Rafaela- Fomos encaminhados a uma sala de espera. Chegando lá falamos com outro policial que chamou somente minha cunhada para conversar. Era uma espécie de entrevista. Renata entrou sozinha na sala do policial.

 

Infonet- Renata informou que já era a quinta vez que ela ia à Espanha?

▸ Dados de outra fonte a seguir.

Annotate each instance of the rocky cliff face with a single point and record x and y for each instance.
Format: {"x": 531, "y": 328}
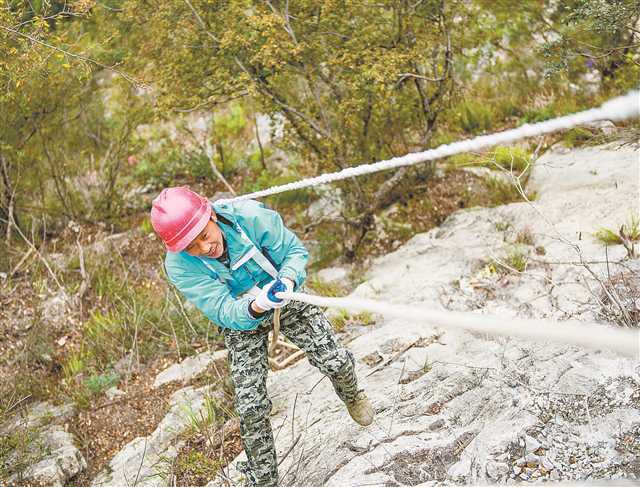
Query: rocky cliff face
{"x": 458, "y": 407}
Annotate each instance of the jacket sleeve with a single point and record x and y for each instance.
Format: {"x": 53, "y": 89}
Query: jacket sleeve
{"x": 214, "y": 299}
{"x": 267, "y": 229}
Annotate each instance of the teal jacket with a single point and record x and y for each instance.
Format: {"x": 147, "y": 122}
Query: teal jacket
{"x": 215, "y": 288}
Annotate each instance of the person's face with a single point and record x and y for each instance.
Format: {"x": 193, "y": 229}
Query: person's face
{"x": 209, "y": 242}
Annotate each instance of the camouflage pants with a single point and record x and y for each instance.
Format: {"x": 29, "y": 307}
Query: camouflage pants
{"x": 308, "y": 328}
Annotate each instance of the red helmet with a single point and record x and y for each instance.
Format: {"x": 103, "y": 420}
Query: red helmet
{"x": 178, "y": 215}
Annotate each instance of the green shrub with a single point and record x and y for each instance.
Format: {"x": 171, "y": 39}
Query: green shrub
{"x": 475, "y": 117}
{"x": 513, "y": 159}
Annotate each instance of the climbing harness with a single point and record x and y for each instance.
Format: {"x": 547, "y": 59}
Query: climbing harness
{"x": 266, "y": 265}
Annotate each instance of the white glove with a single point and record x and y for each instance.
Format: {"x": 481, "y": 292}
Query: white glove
{"x": 267, "y": 298}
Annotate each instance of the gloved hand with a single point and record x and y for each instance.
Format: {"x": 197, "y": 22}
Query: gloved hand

Rafaela- Não, ele não perguntou. Ou melhor dizendo, eles não deixam a pessoa falar. Eles são super arrogantes. Na hora que o policial a chamou, só perguntou quanto ela tinha de dinheiro. Quando Renata foi tirar os trezentos euros na bolsa e o extrato para mostrar que tinha mais dinheiro na conta, ele não deixou. Falou “não, eu não quero ver” e começou a rir da cara dela. Ele ria, gargalhava alto.

 

Infonet- Mas por quê?

Rafaela- Ele estava tripudiando mesmo! Mandou-nos aguardar novamente e sempre respondia que não sabia de nada, quando o questionávamos. Primeiro falamos com esse policial e, não obtendo resposta, fomos falar com outra. Foi aí então que ela nos mostrou um documento dizendo o por que de termos sido barrados alegando que não tínhamos dinheiro suficiente e nem a documentação correta para estadia no país. E Renata retrucou dizendo que estava com toda a documentação em mãos e que queria mostrar. Mais uma vez a policial se negou a ver, afirmando que a entrevista com o pessoal da alfândega seria naquele mesmo dia às 17h. Estariam presentes um advogado e um intérprete. E falou que toda a documentação deveria ser apresentada somente nesta entrevista.

 

Infonet- E depois, o que aconteceu?

Rafaela- Daí nós subimos para outra sala, bem pequena. Fomos apresentados a uma assistente social que nos tratou muito bem. Ela nos explicou que não poderíamos ficar com alguns objetos como cinto, pasta de dente, remédio. Seguimos para um local onde havia outro policial que nos revistou, de forma educada. Pediu que nós abríssemos as bolsas e, cada objeto não permitido, ele falava que se quiséssemos usar era só pedir a ele.  Ele pôs tudo em um plástico preto, na nossa frente. Esse tal plástico ficou trancado dentro de um quarto. Até chiclete não se salvou, pois o que eu tinha na bolsa ele jogou fora. Confiscou também celular, câmera fotográfica. Só deixou comigo revista, por que era papel, minha carteira (e mesmo assim eu tive que tirar o dinheiro dela e colocar no bolso) e minha escova de dente (sem a pasta). Só que com a minha cunhada foi estranho. Eles apreenderam a carteira dela, deixando-a sem documentação. Entramos nessa sala que parecia um albergue por ter algumas camas e, quando vimos, começaram a chegar um monte de brasileiros, cerca de uns 25. O restante era latino. Avisaram-nos que a comida iria chegar por volta das 13h (já era meio dia) e o jantar, às 20h30. Quando o almoço chegou, ninguém quis por que era Paeja e é uma comida muito salgada. Iríamos ficar com sede. Eu comi somente duas batatas que acompanhavam o prato. Também acompanhava um pão, que por sinal estava muito duro e uma laranja. Só. Ninguém que estava neste albergue quis comer. Todos deixaram a comida no prato. E mal sabíamos que, pelos costumes locais, se não quer comer deve jogar a comida imediatamente fora. Não pode deixar na mesa. Se não quer, joga no lixo. E quando um dos guardas entrou e viu os pratos em cima da mesa, começou a gritar conosco “Que bagunça! Vocês tem que comer o que a gente serve. Se não quiserem comer isso, vão comer merda!”. Ele não estava nem aí para nada, nem para ninguém. Tinha criança na sala e ele não respeitou nem isso. Apresentou-se como Paco, mas não sei se é o nome verdadeiro porque nenhum policial possuía identificação.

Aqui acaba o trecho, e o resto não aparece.